Now the jingle of the merry-go-round faded from Norman’s mind, and he found himself fretting and puzzling as earnestly as though he himself were helpless in bed with a crippled ankle. Sarah must be safe; that much was sure. Nothing dire had happened. But if she was still a free agent, why should she disappear in such huggermugger, unless …? He balked at this point of logical reasoning. The most cogent deduction could never convince him that Sarah was in any way guiltily involved in this mess. But what else could have motivated her disappearance? And why was she so late now? Or did that delay mean that she was not a free agent after all—that she had counted on escaping from some duress, but at the last moment …
“Doing anything tonight, sugar?” a trollopy voice insinuated into his ear. “Want to have a little fun?”
He turned to see a broadly grinning Sarah. “Would you have?” she demanded. “Would you have let a strange wench pick you up because I was a half-hour late?”
“Of course,” he said, and kissed the grin.
“Sir! And in front of all those wooden horses!”
His hands tightened on her shoulders. Doubts and suspicions could not exist in her presence; it was enough that she was there. He held her from him at arm’s length and surveyed her contentedly.

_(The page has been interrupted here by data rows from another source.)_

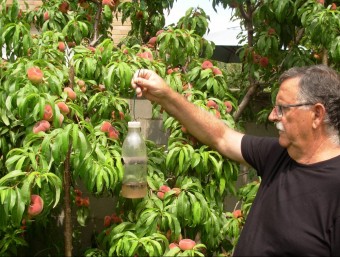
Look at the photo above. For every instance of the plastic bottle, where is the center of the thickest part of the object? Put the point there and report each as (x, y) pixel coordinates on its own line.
(135, 163)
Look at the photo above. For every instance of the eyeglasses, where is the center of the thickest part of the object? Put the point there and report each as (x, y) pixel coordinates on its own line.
(278, 109)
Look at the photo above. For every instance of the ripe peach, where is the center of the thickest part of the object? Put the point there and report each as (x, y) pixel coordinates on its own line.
(63, 107)
(36, 206)
(264, 61)
(217, 114)
(61, 119)
(113, 133)
(116, 219)
(186, 244)
(173, 245)
(217, 71)
(256, 57)
(46, 16)
(61, 46)
(110, 3)
(105, 126)
(146, 55)
(177, 190)
(35, 75)
(237, 213)
(212, 104)
(107, 221)
(86, 202)
(63, 7)
(164, 188)
(152, 41)
(121, 115)
(42, 125)
(79, 201)
(160, 195)
(271, 31)
(70, 93)
(229, 106)
(207, 65)
(78, 192)
(81, 83)
(48, 113)
(159, 32)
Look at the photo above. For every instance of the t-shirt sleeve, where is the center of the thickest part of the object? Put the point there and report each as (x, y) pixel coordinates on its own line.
(335, 238)
(262, 153)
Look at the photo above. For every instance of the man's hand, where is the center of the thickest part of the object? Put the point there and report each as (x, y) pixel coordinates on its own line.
(148, 84)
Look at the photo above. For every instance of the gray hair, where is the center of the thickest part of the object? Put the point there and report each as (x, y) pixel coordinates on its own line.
(319, 84)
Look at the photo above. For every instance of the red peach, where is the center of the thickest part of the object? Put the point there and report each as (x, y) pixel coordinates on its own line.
(105, 126)
(152, 41)
(173, 245)
(164, 188)
(78, 201)
(70, 93)
(42, 125)
(81, 83)
(86, 202)
(107, 221)
(212, 104)
(271, 31)
(78, 192)
(61, 119)
(229, 106)
(63, 7)
(217, 71)
(63, 107)
(35, 75)
(207, 65)
(237, 213)
(186, 244)
(48, 113)
(159, 32)
(264, 61)
(46, 16)
(61, 46)
(160, 195)
(113, 133)
(36, 206)
(177, 190)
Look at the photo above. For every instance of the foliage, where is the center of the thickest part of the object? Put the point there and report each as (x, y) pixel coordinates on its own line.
(187, 181)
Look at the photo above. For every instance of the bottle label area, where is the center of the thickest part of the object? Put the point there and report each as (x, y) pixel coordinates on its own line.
(134, 190)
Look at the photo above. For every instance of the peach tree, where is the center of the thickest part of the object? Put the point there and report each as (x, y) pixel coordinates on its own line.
(64, 114)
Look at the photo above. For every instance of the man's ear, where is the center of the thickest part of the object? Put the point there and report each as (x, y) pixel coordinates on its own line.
(319, 114)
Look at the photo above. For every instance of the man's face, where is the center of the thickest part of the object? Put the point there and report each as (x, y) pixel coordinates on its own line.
(295, 122)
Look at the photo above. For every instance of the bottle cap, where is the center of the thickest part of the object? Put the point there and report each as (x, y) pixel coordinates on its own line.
(134, 124)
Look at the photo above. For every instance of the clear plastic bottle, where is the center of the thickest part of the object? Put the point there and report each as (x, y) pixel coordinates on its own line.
(135, 163)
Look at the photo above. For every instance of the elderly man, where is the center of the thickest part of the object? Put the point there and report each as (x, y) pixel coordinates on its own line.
(297, 208)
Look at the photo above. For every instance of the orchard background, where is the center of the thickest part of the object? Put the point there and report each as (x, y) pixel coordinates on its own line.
(65, 100)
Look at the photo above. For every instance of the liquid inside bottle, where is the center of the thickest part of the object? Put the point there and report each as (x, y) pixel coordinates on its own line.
(135, 163)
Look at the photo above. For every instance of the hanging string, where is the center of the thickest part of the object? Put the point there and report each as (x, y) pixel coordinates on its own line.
(134, 101)
(134, 106)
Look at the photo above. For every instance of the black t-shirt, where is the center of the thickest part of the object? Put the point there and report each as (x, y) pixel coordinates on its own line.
(296, 211)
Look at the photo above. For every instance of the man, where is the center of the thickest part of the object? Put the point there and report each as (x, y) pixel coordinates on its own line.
(297, 208)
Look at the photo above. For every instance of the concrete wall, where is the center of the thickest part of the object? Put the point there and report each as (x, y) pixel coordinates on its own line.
(118, 30)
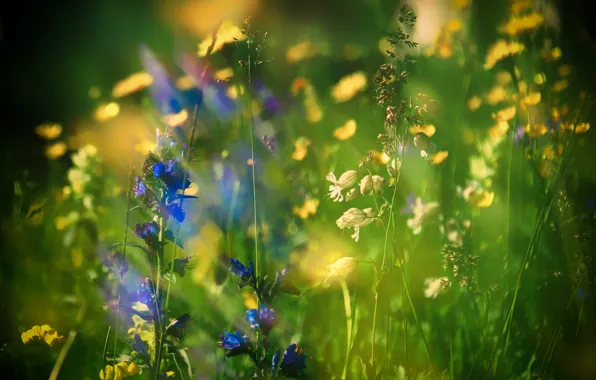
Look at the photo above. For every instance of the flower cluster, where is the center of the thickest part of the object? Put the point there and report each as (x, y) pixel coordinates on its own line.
(260, 321)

She had apparently spent the day at the beach. Under a light wool coat she wore only a scant sun suit, and the tip of her nose was pink from sun. Her uncombed hair was a ruffled aureole. She was alive and dear. She was Sarah. But there was something strange about her, something different. He could not place this difference; he could only sense that in some indefinable way she had altered, and definitely for the better.
“It’s good,” he said simply.
She bent forward, nuzzled her face against his neck, and looked up smiling. “Isn’t it though!”